O desfecho ocorreu nesta sexta-feira (7), quando os quatro bolivianos foram localizados em uma área rural de São Gabriel do Oeste. Houve confronto com os policiais, e os quatro morreram.
“Grande chefão” do tráfico
Segundo Rocha, José Mariano Paz Chavez era considerado um “grande chefão” do tráfico de drogas, principalmente de cocaína, na América do Sul. “É um elemento que tem várias passagens por tráfico de droga nesse modal aéreo. Tem algumas ocorrências de sequestro. É um elemento que a polícia boliviana destaca ali que é altamente agressivo”, afirmou Rocha.
O comandante disse ainda que Mariano era considerado um dos grandes nomes do tráfico de cocaína, especialmente na região de fronteira entre Mato Grosso, Mato Grosso do Sul e Bolívia.
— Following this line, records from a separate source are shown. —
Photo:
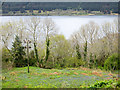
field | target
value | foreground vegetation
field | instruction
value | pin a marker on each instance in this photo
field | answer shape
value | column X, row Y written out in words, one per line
column 59, row 78
column 92, row 47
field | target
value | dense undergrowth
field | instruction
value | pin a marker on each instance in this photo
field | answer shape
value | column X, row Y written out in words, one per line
column 59, row 78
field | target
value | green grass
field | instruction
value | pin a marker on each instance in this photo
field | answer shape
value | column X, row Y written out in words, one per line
column 53, row 78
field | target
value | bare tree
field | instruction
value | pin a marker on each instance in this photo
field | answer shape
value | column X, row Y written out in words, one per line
column 49, row 28
column 33, row 26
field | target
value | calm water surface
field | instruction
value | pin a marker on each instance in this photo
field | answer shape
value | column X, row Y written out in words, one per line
column 66, row 24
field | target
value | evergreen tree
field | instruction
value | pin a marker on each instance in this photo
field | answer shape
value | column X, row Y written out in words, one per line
column 18, row 52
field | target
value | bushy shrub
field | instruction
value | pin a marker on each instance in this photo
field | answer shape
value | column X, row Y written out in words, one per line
column 112, row 62
column 74, row 62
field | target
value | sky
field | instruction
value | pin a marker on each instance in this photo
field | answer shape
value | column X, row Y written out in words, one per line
column 66, row 24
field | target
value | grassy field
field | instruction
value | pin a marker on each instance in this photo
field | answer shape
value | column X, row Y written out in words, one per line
column 53, row 78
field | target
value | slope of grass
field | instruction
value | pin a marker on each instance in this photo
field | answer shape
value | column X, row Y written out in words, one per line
column 53, row 78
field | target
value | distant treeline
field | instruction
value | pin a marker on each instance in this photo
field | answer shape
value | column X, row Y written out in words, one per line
column 90, row 6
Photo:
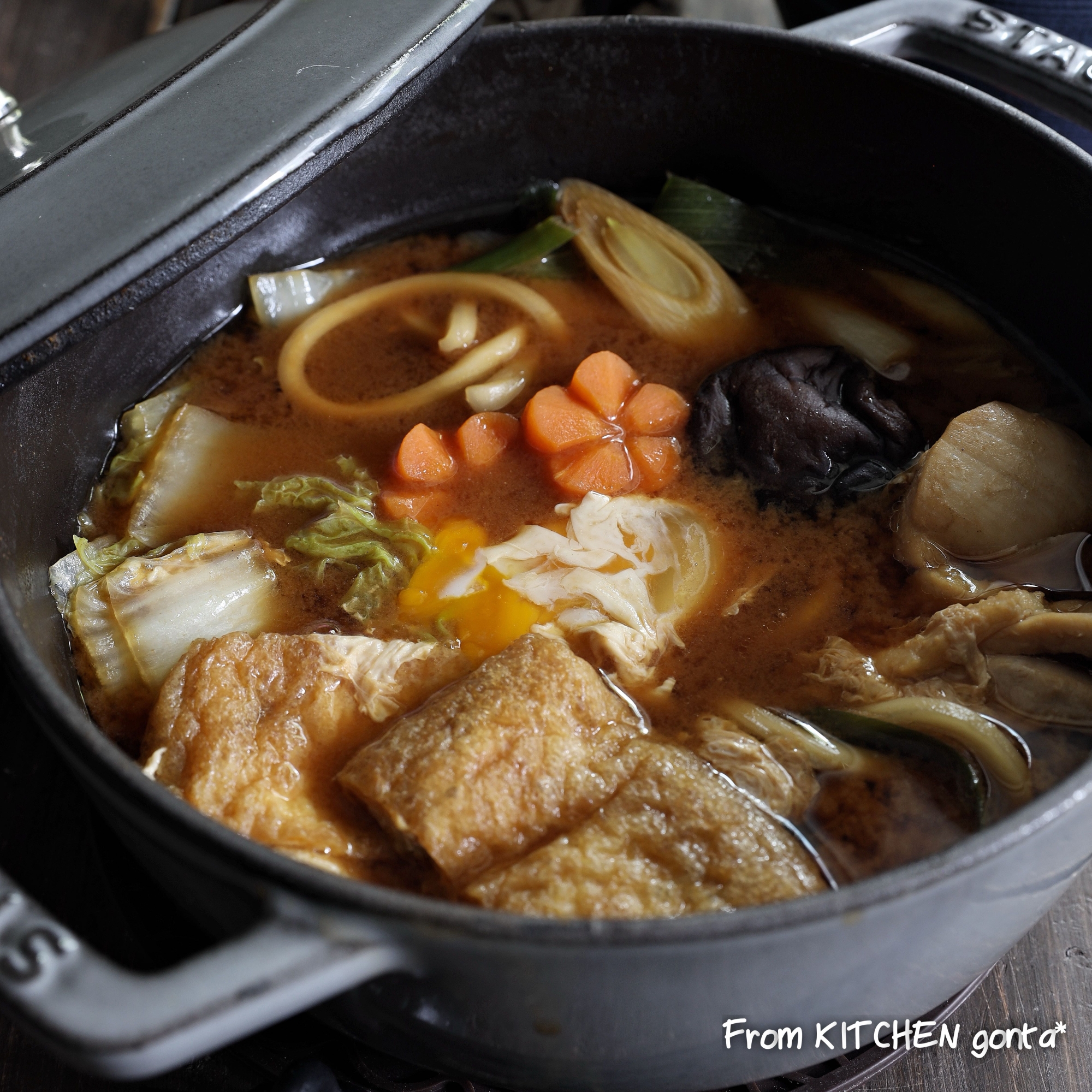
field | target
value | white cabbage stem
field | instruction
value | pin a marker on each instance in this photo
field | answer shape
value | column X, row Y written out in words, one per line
column 667, row 282
column 462, row 327
column 477, row 365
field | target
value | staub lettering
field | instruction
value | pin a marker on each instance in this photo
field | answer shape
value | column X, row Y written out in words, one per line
column 986, row 21
column 1029, row 41
column 32, row 954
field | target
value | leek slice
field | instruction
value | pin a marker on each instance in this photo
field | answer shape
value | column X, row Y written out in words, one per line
column 282, row 298
column 525, row 251
column 177, row 478
column 667, row 282
column 738, row 235
column 211, row 586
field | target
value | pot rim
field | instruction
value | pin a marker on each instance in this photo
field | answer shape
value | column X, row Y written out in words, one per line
column 254, row 864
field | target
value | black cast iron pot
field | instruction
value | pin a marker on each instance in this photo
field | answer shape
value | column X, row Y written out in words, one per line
column 966, row 189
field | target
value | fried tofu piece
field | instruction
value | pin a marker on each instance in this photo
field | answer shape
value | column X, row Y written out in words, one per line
column 676, row 839
column 252, row 731
column 519, row 751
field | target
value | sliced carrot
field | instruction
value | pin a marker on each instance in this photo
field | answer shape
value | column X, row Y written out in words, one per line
column 484, row 437
column 553, row 422
column 656, row 411
column 423, row 458
column 658, row 460
column 425, row 508
column 602, row 468
column 603, row 381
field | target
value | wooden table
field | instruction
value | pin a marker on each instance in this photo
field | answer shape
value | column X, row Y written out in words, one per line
column 52, row 841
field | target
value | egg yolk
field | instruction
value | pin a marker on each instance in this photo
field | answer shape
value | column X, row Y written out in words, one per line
column 455, row 594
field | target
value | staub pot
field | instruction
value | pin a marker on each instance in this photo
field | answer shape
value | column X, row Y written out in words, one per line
column 111, row 289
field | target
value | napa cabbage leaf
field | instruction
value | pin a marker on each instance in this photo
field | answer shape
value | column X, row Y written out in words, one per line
column 349, row 533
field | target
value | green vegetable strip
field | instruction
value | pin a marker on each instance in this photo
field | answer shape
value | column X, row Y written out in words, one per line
column 886, row 738
column 532, row 246
column 737, row 235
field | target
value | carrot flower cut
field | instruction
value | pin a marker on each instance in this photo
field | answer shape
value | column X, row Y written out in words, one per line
column 608, row 433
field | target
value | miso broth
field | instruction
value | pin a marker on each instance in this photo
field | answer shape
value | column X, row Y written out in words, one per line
column 805, row 693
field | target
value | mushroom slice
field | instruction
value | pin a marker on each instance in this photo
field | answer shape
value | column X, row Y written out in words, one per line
column 1042, row 690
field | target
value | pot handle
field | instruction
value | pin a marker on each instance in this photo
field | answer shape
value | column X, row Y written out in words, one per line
column 126, row 1026
column 1007, row 52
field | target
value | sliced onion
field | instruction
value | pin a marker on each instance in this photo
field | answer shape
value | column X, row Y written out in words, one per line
column 462, row 327
column 478, row 364
column 281, row 298
column 503, row 387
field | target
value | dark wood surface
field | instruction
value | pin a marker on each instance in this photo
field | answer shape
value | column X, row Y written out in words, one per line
column 52, row 841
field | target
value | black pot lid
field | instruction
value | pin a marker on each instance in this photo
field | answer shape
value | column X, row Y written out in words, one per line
column 103, row 182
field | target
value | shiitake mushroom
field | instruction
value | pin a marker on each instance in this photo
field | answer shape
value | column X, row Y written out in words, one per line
column 802, row 423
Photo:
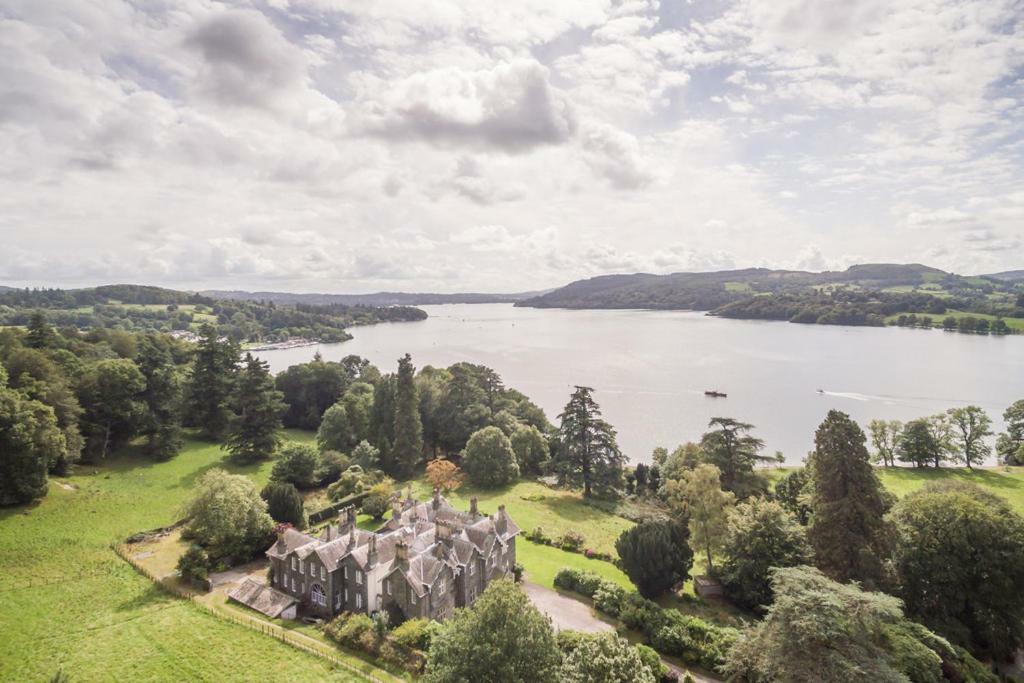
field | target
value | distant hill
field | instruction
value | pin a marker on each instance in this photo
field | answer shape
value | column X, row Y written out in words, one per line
column 1007, row 275
column 873, row 294
column 376, row 299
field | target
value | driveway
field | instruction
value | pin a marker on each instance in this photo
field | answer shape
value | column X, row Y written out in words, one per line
column 568, row 613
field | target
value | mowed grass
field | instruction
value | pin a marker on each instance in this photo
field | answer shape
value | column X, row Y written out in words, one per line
column 1007, row 482
column 68, row 602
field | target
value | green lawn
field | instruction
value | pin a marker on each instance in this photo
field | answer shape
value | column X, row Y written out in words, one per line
column 1005, row 481
column 68, row 601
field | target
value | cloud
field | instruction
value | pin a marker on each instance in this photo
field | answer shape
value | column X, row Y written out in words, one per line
column 511, row 107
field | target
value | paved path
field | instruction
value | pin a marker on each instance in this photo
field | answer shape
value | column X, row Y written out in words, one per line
column 569, row 613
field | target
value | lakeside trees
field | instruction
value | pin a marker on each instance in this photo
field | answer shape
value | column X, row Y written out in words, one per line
column 589, row 456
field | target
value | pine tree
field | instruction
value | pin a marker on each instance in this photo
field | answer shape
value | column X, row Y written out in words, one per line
column 162, row 423
column 212, row 383
column 258, row 407
column 848, row 532
column 408, row 447
column 589, row 455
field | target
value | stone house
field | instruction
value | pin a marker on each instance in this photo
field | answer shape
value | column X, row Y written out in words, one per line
column 427, row 560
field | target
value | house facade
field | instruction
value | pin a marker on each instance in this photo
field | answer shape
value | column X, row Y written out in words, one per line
column 427, row 560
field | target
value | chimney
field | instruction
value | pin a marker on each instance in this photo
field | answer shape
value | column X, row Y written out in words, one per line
column 372, row 551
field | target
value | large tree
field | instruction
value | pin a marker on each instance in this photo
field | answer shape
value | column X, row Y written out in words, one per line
column 30, row 440
column 503, row 638
column 885, row 438
column 960, row 558
column 730, row 447
column 162, row 421
column 973, row 426
column 1010, row 444
column 257, row 407
column 212, row 383
column 819, row 631
column 697, row 497
column 111, row 394
column 588, row 455
column 407, row 451
column 655, row 555
column 848, row 504
column 488, row 460
column 760, row 535
column 227, row 516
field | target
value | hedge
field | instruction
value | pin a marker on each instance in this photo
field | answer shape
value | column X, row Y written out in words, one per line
column 668, row 631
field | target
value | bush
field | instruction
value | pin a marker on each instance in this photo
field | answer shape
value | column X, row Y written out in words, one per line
column 195, row 564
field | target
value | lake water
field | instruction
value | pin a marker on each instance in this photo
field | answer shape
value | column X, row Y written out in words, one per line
column 650, row 369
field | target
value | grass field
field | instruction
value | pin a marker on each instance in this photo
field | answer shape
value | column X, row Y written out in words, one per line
column 67, row 601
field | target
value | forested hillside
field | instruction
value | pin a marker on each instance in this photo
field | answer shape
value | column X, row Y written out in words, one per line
column 134, row 307
column 878, row 294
“Se trata de um grande chefão desse tráfico de droga e principalmente de cocaína dentro da América do Sul, principalmente na fronteira de Mato Grosso, Mato Grosso do Sul com Bolívia”, disse.
Transporte aéreo e patrimônio
Segundo Rocha, o grupo utilizava o modal aéreo para o transporte de drogas e possuía uma estrutura financeira considerada elevada. “Grandes traficantes usando modal aéreo, muito bem financeiramente”, afirmou.
Dentro da aeronave, conforme o comandante, foi encontrado um relógio avaliado em aproximadamente R$ 2 milhões, além de uma quantidade significativa de dinheiro boliviano.
Rocha afirmou ainda que todos os quatro mortos possuíam histórico criminal na Bolívia, com passagens por tráfico de drogas, cocaína, sequestro e homicídio. “Todos têm passagens por tráfico de droga, cocaína, sequestro, homicídio. Mas um especial realmente se tratava de um grande chefe. É uma ocorrência, destaco mais uma vez, uma ocorrência nível internacional. A gente tirou de circulação”, declarou.
Bope sabia do risco de confronto
O tenente-coronel também detalhou que os policiais já tinham informações de que o grupo estava armado e esperavam a possibilidade de confronto.
Segundo ele, chegou à equipe a informação de que os criminosos estariam com quatro fuzis. Na ocorrência, porém, foram localizados um fuzil 5,5 e uma pistola calibre 9 milímetros.
“Sabíamos da possibilidade de confronto, sabíamos que eles estavam armados. Até com mais arma de fogo chegou para a gente que se tratava de quatro fuzis”, relatou.
Rocha afirmou que o confronto foi intenso, com muitos disparos de ambas as partes. Segundo ele, os criminosos começaram a atirar contra a patrulha e os policiais revidaram. Depois que cessou a agressão, a equipe fez a aproximação e encontrou os quatro bolivianos.
O confronto ocorreu durante a tarde, com luz natural.
Outros envolvidos também morreram no confronto
Além de José Mariano Paz Chavez, também morreram Cristian Guzman Parada, de 31 anos, José Oscar Lacoa Rapu, de 25, e Bruno Bascope Jordan, de 31 anos. Os três foram localizados junto ao grupo na área rural de São Gabriel do Oeste e morreram.
Operação teve integração de forças
Rocha também destacou a atuação integrada de outras forças de segurança, como o Grupo Especial de Fronteiras (GFRON/MT), o Departamento de Operações de Fronteira (DOF), o Batalhão de Policiamento Rural, o Batalhão de Área do 5º Batalhão e o Grupo de Patrulhamento Aéreo da Polícia Militar (GPA).
Segundo o comandante, existe uma estrutura de apoio para ocorrências desse tipo, embora muitas vezes apenas a atuação do Bope seja destacada. Os corpos dos quatro bolivianos foram encaminhados para São Gabriel do Oeste.
Conforme Rocha, ainda seria definido com as autoridades qual será o destino deles e se serão deportados para a Bolívia.